D'abord les petites et moyennes entreprises (PME), frappées de plein fouet par le tarissement du crédit en temps de crise. «Nous avons réalisé l'objectif fixé par le Conseil : 30milliards d'euros de prêts en trois ans», souligne Philippe Maystadt, à savoir 8,2 milliards en 2008, 12,6 en 2009 et près de 10 milliards en 2010. Avec deux conditions imposées aux banques bénéficiaires: les prêts aux PME doivent être constitués à parts égales par l'argent de la BEI et par celui de la banque; et ce prêt de la BEI doit conférer un véritable avantage soit par une diminution du taux d'intérêt, soit par un allongement de la durée du crédit. Plus de 160000 PME européennes ont bénéficié de cette mesure très prisée-la BEI a d'ailleurs prêté en 2010, 10 millions d'euros supplémentaires à ING Luxembourg, qui avait déjà utilisé les 25 millions alloués en 2009.

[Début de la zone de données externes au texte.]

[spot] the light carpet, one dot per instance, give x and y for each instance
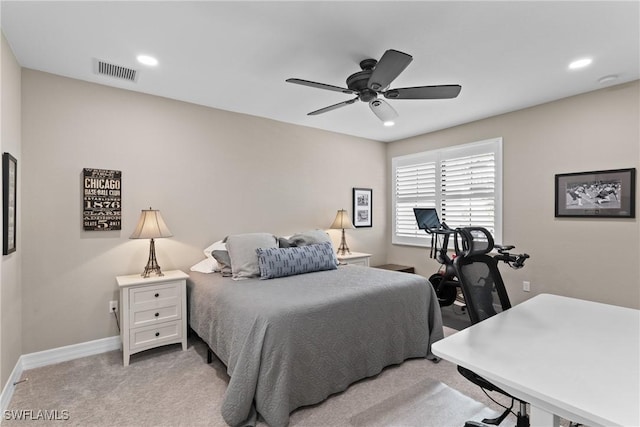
(170, 387)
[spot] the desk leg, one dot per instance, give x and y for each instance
(542, 418)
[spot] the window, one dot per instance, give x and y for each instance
(464, 184)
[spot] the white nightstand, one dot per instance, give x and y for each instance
(153, 310)
(357, 258)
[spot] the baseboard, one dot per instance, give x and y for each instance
(50, 357)
(69, 352)
(7, 391)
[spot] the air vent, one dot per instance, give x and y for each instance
(118, 71)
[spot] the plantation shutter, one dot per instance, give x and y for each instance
(415, 187)
(464, 183)
(468, 190)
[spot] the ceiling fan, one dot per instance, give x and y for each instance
(374, 80)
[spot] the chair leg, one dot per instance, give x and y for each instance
(523, 417)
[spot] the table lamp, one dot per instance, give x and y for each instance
(341, 222)
(151, 226)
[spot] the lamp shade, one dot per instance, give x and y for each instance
(342, 221)
(150, 226)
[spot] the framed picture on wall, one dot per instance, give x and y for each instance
(602, 194)
(9, 208)
(362, 207)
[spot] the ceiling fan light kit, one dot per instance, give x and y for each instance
(374, 80)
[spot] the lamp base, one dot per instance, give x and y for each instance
(343, 249)
(152, 265)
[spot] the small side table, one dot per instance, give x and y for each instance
(356, 258)
(153, 311)
(396, 267)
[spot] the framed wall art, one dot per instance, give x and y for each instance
(362, 207)
(597, 194)
(102, 199)
(9, 205)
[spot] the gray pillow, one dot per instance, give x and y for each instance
(283, 242)
(224, 262)
(242, 252)
(311, 237)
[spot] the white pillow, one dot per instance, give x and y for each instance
(242, 251)
(207, 265)
(215, 246)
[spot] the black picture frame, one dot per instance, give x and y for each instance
(362, 212)
(9, 203)
(596, 194)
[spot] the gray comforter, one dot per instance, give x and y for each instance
(293, 341)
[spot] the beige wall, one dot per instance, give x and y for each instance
(210, 172)
(595, 259)
(10, 289)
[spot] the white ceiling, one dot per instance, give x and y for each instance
(236, 55)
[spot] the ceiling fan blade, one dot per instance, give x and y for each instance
(424, 92)
(319, 85)
(383, 110)
(332, 107)
(389, 67)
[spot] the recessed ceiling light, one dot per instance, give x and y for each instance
(608, 79)
(580, 63)
(147, 60)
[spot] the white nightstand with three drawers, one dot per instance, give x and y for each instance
(154, 311)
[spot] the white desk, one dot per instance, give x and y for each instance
(571, 358)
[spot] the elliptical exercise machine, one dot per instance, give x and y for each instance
(444, 281)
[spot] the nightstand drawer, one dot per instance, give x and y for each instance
(154, 335)
(156, 315)
(150, 297)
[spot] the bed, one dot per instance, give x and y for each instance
(292, 341)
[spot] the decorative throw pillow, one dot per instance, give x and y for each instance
(242, 252)
(281, 262)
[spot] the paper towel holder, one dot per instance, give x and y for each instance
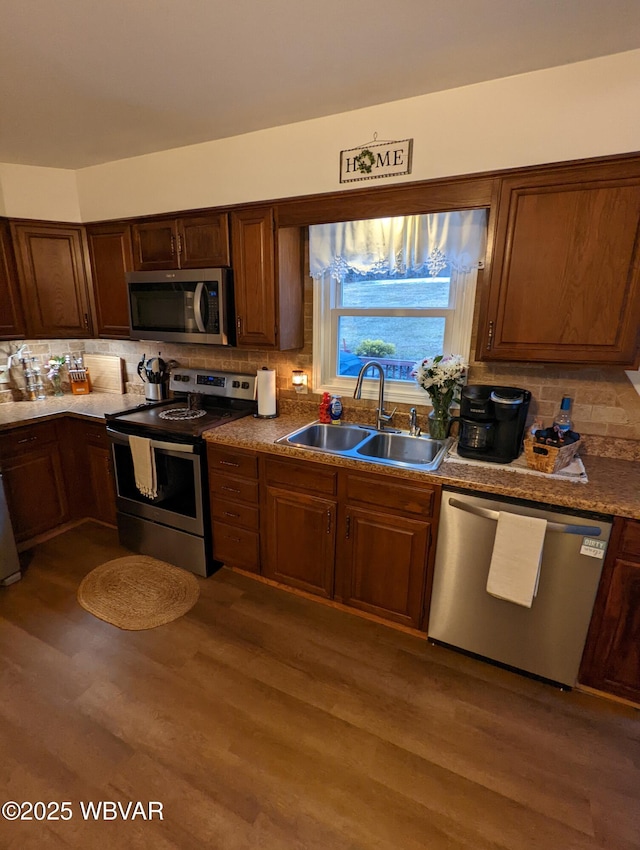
(265, 415)
(300, 381)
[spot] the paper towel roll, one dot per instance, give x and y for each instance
(266, 388)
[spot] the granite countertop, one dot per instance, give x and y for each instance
(613, 486)
(92, 406)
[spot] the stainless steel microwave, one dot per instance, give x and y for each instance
(187, 305)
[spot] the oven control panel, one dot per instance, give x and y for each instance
(222, 384)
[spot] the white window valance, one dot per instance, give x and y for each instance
(400, 245)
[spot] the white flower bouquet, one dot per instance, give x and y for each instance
(441, 377)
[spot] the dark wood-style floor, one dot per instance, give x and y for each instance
(262, 720)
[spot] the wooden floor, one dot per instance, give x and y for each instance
(262, 720)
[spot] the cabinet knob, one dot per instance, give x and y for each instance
(490, 336)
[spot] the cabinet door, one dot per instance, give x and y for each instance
(155, 245)
(203, 241)
(35, 490)
(611, 661)
(565, 277)
(252, 235)
(384, 564)
(52, 272)
(111, 255)
(298, 531)
(12, 325)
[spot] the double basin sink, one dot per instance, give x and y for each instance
(393, 448)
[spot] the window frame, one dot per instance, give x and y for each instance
(326, 313)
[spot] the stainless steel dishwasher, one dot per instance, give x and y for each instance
(546, 640)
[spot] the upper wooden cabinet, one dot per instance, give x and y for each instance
(53, 278)
(181, 243)
(564, 284)
(268, 282)
(111, 255)
(12, 324)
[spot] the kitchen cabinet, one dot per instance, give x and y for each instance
(299, 510)
(268, 281)
(611, 660)
(192, 242)
(235, 515)
(385, 546)
(564, 279)
(32, 469)
(88, 469)
(52, 261)
(111, 256)
(12, 324)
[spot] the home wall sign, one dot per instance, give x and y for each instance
(376, 159)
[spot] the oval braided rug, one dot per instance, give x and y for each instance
(137, 592)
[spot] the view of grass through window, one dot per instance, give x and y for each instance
(399, 341)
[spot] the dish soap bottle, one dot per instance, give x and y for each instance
(335, 409)
(562, 422)
(323, 411)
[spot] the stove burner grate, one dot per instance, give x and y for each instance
(180, 414)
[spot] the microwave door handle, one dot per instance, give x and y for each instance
(486, 513)
(197, 307)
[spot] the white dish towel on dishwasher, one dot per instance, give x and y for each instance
(514, 571)
(144, 466)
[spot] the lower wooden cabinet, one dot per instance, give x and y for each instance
(299, 511)
(233, 490)
(88, 468)
(611, 660)
(362, 539)
(32, 470)
(384, 549)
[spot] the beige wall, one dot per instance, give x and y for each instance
(586, 109)
(47, 193)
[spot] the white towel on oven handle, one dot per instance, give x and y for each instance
(514, 571)
(144, 466)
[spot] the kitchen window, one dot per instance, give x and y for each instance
(394, 290)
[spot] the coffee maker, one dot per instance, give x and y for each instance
(492, 422)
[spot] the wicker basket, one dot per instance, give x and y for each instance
(549, 459)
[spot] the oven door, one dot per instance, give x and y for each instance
(179, 472)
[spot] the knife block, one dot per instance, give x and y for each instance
(80, 381)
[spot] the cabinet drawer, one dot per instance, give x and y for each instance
(27, 438)
(227, 487)
(236, 547)
(630, 540)
(91, 432)
(301, 476)
(383, 492)
(228, 460)
(234, 513)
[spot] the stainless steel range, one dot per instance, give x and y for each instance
(160, 465)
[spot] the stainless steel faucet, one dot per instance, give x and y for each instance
(414, 428)
(383, 416)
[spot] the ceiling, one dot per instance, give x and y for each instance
(89, 81)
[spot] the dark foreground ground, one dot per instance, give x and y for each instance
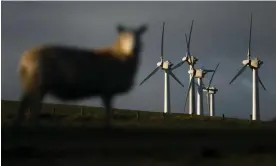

La BEI a aussi soutenu les «régions les plus touchées par la crise» en octroyant 2 milliards d'euros à la Grèce «pour lui permettre de financer la contrepartie nationale indispensable pour bénéficier de l'aide des fonds structurels», et 1,5milliard au Portugal. «Il ne s'agit en aucun cas de financer le budget de ces pays, nos prêts sont toujours liés à des investissements clairement identifiés», précise Philippe Maystadt.
Le climat, nouvelle priorité
Au-delà de la crise, la BEI a érigé comme «priorité transversale» de ses engagements la lutte contre le changement climatique, passant de 16 à 19 milliards d'euros entre 2009 et 2010, soit 30% de ses financements dans l'UE. Les technologies matures comme innovantes appliquées aux énergies renouvelables (essentiellement le solaire, l'éolien et dans une moindre mesure la biomasse) ont reçu 6 milliards d'euros de prêts. La BEI a également injecté 1,7 milliard d'euros dans la progression de l'efficacité énergétique via le programme ELENA d'assistance technique à la mise aux normes des bâtiments publics. Sans oublier les modes de transport comme le tram et le métro.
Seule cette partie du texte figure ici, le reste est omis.